When you catch up with someone like that, what do you say about MS? Anything? Here's what I said:
Now, the juicy bit: back in 1992, I developed the symptoms of what was diagnosed a couple years later as multiple sclerosis (MS). I’m not sure how much you know about MS, but I’m doing pretty well for someone who’s 15 years into it. I have a lot less stamina than I did 10 or even 5 years ago, which has been frustrating for a guy who’s inclined to be a do-er. I use a cane maybe 50% of the time, mostly for balance, and I’ve had some trouble with chronic pain as a result of nerve damage, but rest of my symptoms are mild-to-moderate indignities. I’m not sure what else to say about it. I think in the last few years, I reached a point where the disease is always with me. At first, it just meant giving myself a shot every couple days and checking in with a neurologist a couple times a year. But now, I’ve got a visibly funny walk and a disabled parking tag, I take a startling assortment of pills, I had a sort of neurological pacemaker implanted in my hip this spring, and I go to bed around 9:00 every night.
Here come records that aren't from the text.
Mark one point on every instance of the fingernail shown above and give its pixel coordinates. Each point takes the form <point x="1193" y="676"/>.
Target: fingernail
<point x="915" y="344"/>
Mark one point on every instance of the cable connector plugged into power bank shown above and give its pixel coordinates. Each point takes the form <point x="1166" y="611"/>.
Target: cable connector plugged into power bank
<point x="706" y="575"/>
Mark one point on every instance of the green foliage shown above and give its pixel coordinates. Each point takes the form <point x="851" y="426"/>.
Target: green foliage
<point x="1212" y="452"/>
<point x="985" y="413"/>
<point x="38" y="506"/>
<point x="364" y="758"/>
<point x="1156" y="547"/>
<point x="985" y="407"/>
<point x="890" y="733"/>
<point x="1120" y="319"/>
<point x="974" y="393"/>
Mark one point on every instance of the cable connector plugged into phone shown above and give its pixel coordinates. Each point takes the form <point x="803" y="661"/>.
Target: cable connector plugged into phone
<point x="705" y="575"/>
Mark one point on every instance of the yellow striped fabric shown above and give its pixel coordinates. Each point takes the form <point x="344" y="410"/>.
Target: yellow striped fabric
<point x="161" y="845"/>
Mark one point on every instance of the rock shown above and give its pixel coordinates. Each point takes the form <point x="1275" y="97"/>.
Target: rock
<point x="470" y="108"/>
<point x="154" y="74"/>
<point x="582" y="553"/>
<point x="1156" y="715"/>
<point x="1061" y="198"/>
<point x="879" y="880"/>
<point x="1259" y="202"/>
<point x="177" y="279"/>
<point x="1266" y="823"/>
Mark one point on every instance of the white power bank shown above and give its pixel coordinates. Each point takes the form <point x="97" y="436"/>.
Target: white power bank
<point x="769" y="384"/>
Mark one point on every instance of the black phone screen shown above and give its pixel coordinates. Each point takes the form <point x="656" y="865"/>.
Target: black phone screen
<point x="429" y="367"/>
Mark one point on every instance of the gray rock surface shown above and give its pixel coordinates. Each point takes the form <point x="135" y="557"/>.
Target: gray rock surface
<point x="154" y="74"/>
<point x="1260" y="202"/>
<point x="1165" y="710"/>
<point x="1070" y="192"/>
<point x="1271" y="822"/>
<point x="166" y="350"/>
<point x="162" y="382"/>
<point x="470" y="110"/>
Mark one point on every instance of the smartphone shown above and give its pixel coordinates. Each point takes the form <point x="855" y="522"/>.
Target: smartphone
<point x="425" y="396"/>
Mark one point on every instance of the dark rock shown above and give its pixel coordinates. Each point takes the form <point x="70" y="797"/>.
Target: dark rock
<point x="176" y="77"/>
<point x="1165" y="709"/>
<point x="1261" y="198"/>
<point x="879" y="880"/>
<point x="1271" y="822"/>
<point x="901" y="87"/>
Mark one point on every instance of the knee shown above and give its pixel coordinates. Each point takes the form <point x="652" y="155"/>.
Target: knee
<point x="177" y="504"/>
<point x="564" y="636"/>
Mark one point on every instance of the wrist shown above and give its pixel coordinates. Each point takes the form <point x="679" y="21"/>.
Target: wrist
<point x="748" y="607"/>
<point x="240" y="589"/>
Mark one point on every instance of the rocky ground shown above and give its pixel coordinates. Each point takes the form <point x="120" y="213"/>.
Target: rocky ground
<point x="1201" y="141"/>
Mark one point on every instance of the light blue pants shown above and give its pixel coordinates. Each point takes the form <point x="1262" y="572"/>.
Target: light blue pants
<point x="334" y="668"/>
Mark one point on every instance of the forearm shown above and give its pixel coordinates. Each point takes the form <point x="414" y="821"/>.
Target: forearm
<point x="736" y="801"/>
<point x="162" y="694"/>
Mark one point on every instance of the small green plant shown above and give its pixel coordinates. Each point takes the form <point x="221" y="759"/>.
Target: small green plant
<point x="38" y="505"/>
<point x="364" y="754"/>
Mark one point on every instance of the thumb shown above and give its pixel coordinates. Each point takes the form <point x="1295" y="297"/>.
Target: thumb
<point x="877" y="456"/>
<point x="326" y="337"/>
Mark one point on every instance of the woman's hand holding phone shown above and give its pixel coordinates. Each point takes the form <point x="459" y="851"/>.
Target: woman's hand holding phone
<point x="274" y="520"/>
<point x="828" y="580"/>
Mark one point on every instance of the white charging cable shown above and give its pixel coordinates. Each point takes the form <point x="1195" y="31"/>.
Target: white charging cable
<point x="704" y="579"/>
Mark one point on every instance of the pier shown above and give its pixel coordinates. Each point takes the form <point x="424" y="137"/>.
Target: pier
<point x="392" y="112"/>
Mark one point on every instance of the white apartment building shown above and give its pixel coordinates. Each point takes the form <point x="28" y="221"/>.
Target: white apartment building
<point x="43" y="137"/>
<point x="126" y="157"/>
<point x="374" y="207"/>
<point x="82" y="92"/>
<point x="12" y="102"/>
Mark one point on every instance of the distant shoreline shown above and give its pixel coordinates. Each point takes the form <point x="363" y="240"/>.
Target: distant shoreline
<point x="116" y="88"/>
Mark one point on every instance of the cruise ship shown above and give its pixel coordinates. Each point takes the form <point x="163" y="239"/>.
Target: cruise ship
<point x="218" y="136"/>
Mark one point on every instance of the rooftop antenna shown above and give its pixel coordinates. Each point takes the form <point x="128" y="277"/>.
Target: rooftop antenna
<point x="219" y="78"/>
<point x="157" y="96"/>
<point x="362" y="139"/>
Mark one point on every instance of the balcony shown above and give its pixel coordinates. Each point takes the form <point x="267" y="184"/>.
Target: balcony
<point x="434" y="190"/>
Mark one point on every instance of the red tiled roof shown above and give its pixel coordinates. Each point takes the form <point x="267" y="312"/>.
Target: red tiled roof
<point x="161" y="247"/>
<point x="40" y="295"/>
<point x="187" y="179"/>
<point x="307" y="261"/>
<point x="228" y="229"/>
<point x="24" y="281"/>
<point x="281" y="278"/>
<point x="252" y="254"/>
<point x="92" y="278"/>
There aren’t many places I go or things I do without MS coming along with me. It’s almost easier now, not trying to pass for a healthy person.
What else? My mom lives in Madison, but my dad and his second family are in West Salem, so I get back to La Crosse fairly often. Um, turn-ons include comfortable shoes, gin & tonics, and plentiful public restrooms, turn-offs include people who talk too fast, area rugs (tripping hazard), and the McCain health care plan.